Longitudinal views from the cavoatrial junction are the primary ICE views ( Fig. 15.4 ), continuously displaying the ascending aorta, native aortic valve, and aortic valve prosthesis. After valve deployment, short-axis views are obtained to rule out annulus rupture and to check for paravalvular leaks. The severity of any regurgitation can be easily graded by a multiparametric approach. ICE can be consistently used to (1) assist with guide wire passage through the native valve, (2) position the balloon for predilatation and observe balloon inflation, (3) position the catheter system that is carrying the valve, (4) observe valve deployment and verify adequate prosthetic valve function, (5) rule out pericardial hemorrhage, and (6) ultimately check LV function from the transventricular view ( Fig. 15.5 ). The ICE guiding strategy for TAVR is safe, effective, and compatible with monitored anesthesia care. The first clinical impressions on using 3D ICE for TAVR guidance are promising. In particular, this technique appears to facilitate precisefinal positioning of the valve-carrying balloon immediately before deployment of the valve prosthesis (see Fig. 15.5 ). Initial experience suggests that 3D capabilities can augment the advantages of ICE in TAVR ( Fig. 15.6 ).

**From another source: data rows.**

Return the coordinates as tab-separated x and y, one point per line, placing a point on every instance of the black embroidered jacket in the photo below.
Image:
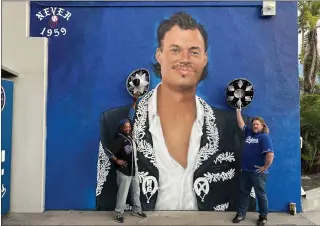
216	178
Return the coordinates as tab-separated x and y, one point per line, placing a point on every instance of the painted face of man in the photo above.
182	58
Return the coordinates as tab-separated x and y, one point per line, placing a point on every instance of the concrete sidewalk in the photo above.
156	218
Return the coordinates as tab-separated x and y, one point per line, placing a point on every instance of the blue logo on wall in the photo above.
53	16
3	98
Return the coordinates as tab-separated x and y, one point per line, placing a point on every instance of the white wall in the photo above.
27	58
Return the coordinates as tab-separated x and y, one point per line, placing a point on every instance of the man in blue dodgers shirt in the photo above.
257	157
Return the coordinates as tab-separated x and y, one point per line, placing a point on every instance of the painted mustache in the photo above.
187	67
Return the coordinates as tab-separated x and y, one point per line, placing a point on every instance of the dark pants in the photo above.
258	182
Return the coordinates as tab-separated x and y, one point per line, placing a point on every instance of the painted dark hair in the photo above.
185	22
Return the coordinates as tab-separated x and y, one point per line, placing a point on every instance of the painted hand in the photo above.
260	169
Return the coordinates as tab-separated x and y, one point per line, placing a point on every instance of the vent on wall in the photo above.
7	75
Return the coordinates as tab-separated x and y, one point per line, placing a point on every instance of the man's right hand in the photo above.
239	109
121	163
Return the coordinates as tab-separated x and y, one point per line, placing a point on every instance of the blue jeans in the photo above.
258	182
124	183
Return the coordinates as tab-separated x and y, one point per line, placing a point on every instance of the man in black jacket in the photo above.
124	157
188	152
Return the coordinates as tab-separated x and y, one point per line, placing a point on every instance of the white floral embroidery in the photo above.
228	156
201	184
102	169
253	193
142	176
149	184
221	207
212	135
215	177
139	129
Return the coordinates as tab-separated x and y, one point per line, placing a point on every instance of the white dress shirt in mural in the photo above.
175	182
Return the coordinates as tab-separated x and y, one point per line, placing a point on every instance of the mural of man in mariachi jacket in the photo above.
188	153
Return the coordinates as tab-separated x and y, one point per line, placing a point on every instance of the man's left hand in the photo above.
261	169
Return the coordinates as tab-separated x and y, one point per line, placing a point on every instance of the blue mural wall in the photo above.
102	42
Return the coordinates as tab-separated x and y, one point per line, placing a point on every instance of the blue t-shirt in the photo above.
255	148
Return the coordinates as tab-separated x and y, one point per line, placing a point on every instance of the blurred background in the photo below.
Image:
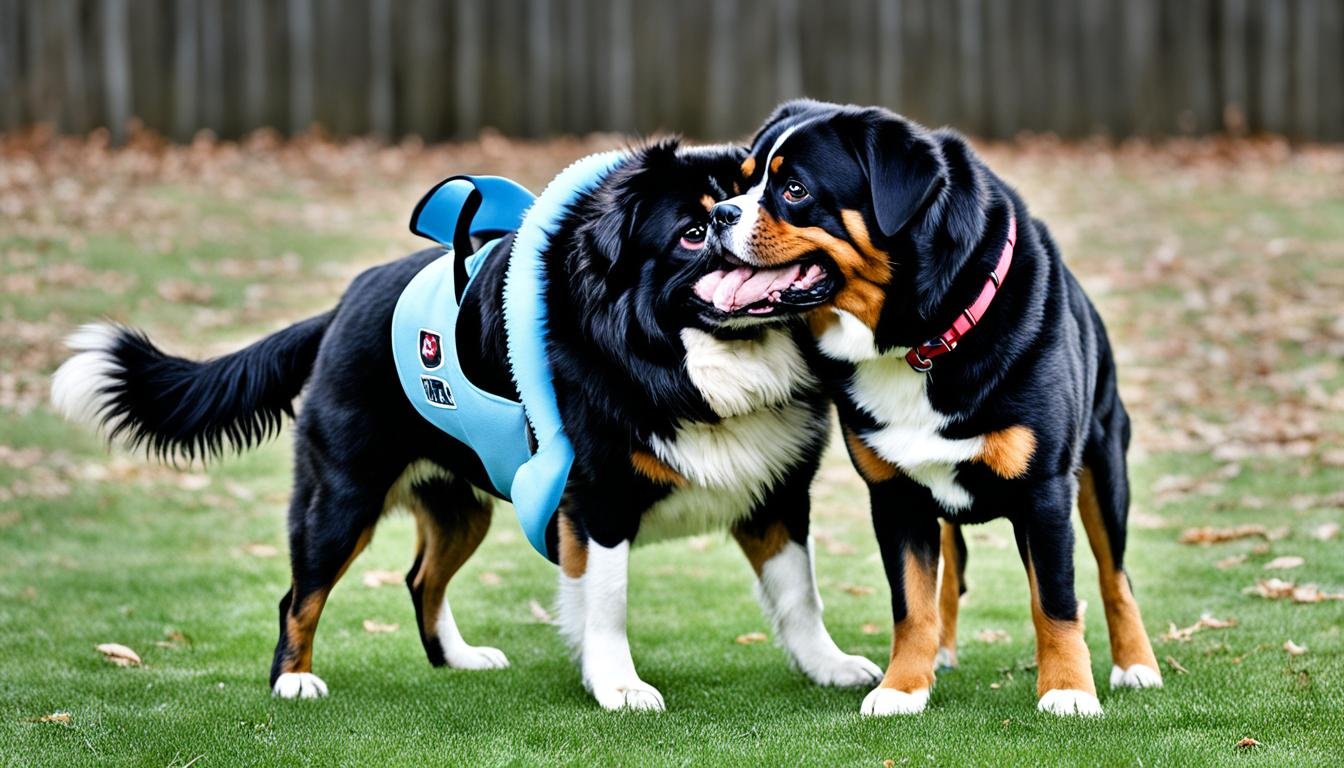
708	69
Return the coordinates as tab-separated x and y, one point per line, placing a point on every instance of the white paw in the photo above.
475	658
636	696
300	685
1069	702
1136	677
844	670
882	702
946	659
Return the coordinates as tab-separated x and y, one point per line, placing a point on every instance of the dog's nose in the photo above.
725	215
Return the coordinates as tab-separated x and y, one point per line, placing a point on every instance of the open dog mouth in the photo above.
741	289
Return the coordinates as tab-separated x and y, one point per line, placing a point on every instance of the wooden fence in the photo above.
703	67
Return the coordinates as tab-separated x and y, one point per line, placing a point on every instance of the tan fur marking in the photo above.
914	640
1062	657
761	548
301	622
656	470
871	467
949	592
1129	643
444	553
1008	451
573	549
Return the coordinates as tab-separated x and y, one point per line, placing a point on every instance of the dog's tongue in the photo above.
731	289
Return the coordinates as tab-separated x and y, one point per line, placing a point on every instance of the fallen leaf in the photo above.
374	579
118	654
992	636
1206	622
539	612
1208	534
1325	531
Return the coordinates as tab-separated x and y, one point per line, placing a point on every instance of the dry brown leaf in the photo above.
1325	531
1206	622
118	654
1208	534
539	612
374	579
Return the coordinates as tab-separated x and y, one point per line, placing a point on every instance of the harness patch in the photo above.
438	393
432	350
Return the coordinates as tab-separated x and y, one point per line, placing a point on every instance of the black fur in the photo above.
1038	358
618	295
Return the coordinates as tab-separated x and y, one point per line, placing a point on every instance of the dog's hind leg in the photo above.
952	587
450	521
1104	505
329	525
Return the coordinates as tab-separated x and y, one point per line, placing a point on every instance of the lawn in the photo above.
1218	266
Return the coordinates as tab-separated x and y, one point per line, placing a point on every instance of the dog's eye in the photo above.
794	193
694	237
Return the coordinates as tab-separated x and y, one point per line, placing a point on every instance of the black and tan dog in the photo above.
683	417
972	375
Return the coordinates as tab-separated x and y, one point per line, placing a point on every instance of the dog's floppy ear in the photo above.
905	170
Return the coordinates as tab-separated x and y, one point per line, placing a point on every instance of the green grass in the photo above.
175	564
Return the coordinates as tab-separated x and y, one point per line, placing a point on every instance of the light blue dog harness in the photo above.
425	332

Rare and investigational applications
Successful use of ICE guidance for device closure of ventricular septal defects (VSDs) has been described. Complemented by a transatrial short-axis view, a modified home view provides the best visualization of the perimembranous portion of the interventricular septum. All procedural steps should be simultaneously monitored by fluoroscopy and ICE ( Fig. 15.7 ), which is more appropriately called intraluminal phased-array imaging (IPAI), if used from inside a vessel. Guidance of the interventional closure of a patent ductus arteriosus (PDA) represents another beneficial application. The ICE catheter is positioned in the descending aorta and the probe aimed at the infundibulum of the PDA, depicting continuous shunt flow. This probe position also permits unobstructed monitoring of all procedural steps ( Fig. 15.8 ). The advantages of ICE demonstrated for device closure of IACs, including lower radiation exposure and shorter fluoroscopy times, can be potentially transferred to device closure of perimembranous VSDs and PDA.